あこがれの草ボケの酒

 画家の山口晃東京大学出版会のPR誌『UP』に漫画「すゞしろ日記」を連載している。雑誌は月刊誌で連載はこの11月号で116回になる。てことはもう9年を超えているのだ! 雑誌がA5判と小さいのに、その1ページを24コマに割っている。まとめた単行本も羽鳥書店からすでに2冊刊行されている。さすがにそれはB5判と大きいけれど。

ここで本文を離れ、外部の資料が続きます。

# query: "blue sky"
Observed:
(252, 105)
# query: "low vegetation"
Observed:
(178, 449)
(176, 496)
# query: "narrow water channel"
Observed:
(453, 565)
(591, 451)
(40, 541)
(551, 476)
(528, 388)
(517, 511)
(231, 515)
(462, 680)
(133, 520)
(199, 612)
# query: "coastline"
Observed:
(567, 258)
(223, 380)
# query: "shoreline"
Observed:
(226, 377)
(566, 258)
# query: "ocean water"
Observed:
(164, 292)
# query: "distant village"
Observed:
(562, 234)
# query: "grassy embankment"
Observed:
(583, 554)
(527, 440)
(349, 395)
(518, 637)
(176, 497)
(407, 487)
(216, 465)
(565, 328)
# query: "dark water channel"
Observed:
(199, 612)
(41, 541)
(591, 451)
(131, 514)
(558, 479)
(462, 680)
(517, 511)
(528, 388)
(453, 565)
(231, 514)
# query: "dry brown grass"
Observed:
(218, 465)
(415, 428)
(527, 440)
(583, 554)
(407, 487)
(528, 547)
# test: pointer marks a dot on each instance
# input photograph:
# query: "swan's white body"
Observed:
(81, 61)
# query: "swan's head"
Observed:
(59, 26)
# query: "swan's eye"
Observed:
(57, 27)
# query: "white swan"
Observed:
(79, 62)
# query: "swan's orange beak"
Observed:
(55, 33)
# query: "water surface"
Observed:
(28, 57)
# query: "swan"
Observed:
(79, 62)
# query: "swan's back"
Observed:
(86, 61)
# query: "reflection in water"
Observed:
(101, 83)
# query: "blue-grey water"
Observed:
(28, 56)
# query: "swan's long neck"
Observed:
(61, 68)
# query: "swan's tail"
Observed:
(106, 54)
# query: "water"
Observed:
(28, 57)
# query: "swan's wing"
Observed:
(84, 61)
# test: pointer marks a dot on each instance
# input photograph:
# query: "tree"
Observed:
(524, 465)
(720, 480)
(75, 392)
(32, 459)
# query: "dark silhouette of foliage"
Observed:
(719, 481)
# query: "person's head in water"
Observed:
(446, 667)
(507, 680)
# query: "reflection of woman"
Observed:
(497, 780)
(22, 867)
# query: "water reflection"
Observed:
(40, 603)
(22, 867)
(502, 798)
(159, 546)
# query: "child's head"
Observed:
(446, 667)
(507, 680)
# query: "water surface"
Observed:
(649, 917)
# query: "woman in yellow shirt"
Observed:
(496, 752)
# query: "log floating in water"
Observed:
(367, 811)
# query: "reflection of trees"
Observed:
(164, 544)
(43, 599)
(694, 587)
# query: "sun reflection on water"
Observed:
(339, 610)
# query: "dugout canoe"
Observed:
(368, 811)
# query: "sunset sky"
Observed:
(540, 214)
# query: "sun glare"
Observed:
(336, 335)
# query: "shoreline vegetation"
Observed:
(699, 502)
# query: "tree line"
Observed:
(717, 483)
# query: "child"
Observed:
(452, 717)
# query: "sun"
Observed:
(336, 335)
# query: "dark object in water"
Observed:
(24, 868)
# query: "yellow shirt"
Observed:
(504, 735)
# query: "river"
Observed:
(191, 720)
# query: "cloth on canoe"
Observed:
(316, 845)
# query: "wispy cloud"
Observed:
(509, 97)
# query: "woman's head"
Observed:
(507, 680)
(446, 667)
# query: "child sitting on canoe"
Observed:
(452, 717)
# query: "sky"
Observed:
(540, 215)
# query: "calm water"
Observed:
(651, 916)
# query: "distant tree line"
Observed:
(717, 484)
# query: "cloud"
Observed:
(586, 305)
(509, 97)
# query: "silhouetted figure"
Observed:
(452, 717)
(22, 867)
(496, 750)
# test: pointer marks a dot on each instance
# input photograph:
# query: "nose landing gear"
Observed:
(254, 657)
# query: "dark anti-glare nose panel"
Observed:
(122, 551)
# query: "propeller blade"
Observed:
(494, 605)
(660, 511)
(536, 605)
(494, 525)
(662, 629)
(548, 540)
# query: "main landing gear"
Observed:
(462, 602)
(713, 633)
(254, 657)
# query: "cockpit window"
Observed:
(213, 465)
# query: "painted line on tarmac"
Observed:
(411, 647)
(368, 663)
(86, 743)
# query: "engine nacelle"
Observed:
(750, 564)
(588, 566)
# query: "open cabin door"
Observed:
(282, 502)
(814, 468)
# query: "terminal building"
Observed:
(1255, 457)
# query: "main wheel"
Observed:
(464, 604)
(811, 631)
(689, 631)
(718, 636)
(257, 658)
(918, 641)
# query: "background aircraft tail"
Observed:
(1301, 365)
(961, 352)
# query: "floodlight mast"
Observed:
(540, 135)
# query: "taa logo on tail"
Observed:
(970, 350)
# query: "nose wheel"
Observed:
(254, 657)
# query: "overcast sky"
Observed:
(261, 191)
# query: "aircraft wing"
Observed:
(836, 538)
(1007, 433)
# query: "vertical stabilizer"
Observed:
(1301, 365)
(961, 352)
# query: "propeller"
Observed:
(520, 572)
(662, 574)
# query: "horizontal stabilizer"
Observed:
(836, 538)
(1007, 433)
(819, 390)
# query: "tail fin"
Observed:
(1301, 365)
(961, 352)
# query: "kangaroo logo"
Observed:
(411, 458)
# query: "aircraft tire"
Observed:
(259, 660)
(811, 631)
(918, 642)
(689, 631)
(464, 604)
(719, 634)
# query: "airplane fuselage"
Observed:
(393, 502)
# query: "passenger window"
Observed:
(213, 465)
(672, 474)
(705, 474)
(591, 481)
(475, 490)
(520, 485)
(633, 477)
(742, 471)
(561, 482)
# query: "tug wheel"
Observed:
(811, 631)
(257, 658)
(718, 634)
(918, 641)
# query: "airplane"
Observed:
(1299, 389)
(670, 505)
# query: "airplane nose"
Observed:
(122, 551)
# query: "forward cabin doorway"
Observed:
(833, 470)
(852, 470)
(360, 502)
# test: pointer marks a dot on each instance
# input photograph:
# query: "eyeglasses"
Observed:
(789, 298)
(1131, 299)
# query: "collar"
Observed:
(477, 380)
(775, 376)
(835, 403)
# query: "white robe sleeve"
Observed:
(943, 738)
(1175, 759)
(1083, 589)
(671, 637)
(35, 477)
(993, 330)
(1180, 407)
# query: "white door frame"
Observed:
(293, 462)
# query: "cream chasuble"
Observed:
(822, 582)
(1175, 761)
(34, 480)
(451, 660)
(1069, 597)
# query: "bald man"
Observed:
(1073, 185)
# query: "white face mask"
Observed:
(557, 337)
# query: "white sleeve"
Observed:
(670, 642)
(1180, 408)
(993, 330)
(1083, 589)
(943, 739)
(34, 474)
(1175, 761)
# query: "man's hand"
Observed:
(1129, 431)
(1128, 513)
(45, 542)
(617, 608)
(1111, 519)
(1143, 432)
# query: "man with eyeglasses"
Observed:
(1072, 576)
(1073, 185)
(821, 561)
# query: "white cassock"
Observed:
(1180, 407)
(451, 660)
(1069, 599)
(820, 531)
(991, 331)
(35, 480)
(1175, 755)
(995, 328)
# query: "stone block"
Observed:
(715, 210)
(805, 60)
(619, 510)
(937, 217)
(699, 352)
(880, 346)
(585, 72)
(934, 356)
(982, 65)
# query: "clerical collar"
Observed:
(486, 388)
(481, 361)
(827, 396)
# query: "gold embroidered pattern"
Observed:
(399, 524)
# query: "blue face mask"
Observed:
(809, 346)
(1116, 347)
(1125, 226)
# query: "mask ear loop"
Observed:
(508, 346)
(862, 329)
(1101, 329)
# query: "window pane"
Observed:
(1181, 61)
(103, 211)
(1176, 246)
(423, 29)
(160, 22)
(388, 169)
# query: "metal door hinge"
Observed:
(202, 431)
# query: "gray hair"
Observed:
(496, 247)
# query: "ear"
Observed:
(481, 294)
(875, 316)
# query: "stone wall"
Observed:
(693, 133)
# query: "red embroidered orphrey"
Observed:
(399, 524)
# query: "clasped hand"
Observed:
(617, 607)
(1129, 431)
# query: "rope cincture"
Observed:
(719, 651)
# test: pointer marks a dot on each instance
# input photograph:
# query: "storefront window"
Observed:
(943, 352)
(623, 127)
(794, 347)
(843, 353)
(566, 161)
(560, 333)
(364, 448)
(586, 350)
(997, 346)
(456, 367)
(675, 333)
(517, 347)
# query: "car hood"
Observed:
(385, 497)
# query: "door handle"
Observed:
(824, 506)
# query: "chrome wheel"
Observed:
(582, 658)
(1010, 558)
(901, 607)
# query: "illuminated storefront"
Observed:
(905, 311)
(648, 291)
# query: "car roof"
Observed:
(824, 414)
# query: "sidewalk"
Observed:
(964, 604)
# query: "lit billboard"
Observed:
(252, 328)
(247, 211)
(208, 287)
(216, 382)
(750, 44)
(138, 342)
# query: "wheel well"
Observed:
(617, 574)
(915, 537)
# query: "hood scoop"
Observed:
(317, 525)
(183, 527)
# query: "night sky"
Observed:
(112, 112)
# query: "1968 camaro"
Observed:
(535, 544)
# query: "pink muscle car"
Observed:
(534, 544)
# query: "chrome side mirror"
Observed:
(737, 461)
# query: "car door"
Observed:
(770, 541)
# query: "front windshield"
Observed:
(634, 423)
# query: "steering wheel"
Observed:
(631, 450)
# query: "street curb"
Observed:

 今回は山梨県富士吉田市へ行った話。山口が富士山信仰に絡めた富士山の絵を依頼されてその取材とある。宿へ着き関係者で夕食会となった。そのメニューが紹介されている。ジャガ芋とヒジキの煮もの、ちりめん山椒に竹の子煮、カボチャの酢のもの、はなまめ、ぶりの煮つけ、さしみとエビフライ、酒は一升瓶入りワイン「ルバイヤート」(まとも!! とコメントしている)、自家製薬用酒がシンドメ酒と五味子酒とある。

 さて問題はこのシンドメ酒で、中に草ボケの実が入っているという。これはボケ酒だ。だがボケの実ではなく、草ボケの実が使われている。私もときどきボケ酒を作っているがすべてボケの実だ。まだ一度も草ボケの実を使ったことがない。果実酒の本によると、ボケより草ボケの方がおいしい酒ができるという。草ボケは長年あこがれの実なのだ。
 ときどきボケ酒を作っていると書いたが、ボケの実はときどきしか手に入らない。ほぼ3年に1回くらいか。果樹特有の生り年がボケには顕著にあるようだ。今年が豊作だと、その後2〜3年はほとんど実をつけない。だいたいボケの木そのものがあまりないし、栽培している農家はゼロだろう。昔、神田にある老舗の果物屋、江戸時代から続くという「万惣」に探しに行ったがなかった。それで改めてボケの実の入手を頼んだら翌年手に入りましたと電話があった。かなり高価だった。ボケにしてこれだから、草ボケなんか図鑑や写真で見ただけでまだ実物にお目にかかったことがない。その草ボケの酒を山口さん飲んだんだ。ちょっと羨ましい。
 ちょっと羨ましいと書いたが、実は飲むことにあこがれているのではなく、作ることが好きなのだ。だから古いボケ酒も飲まないで残っている。今年もボケは手に入らなかった。団地の植え込みのボケに珍しくたくさんの実が生ったのだったが、おそらくクソガキどもが悪戯して青いうちにほとんど採られてしまった。銀座の道路わきに植えられているボケも実は1個しか着かなかった。まあ、来年に期待しよう。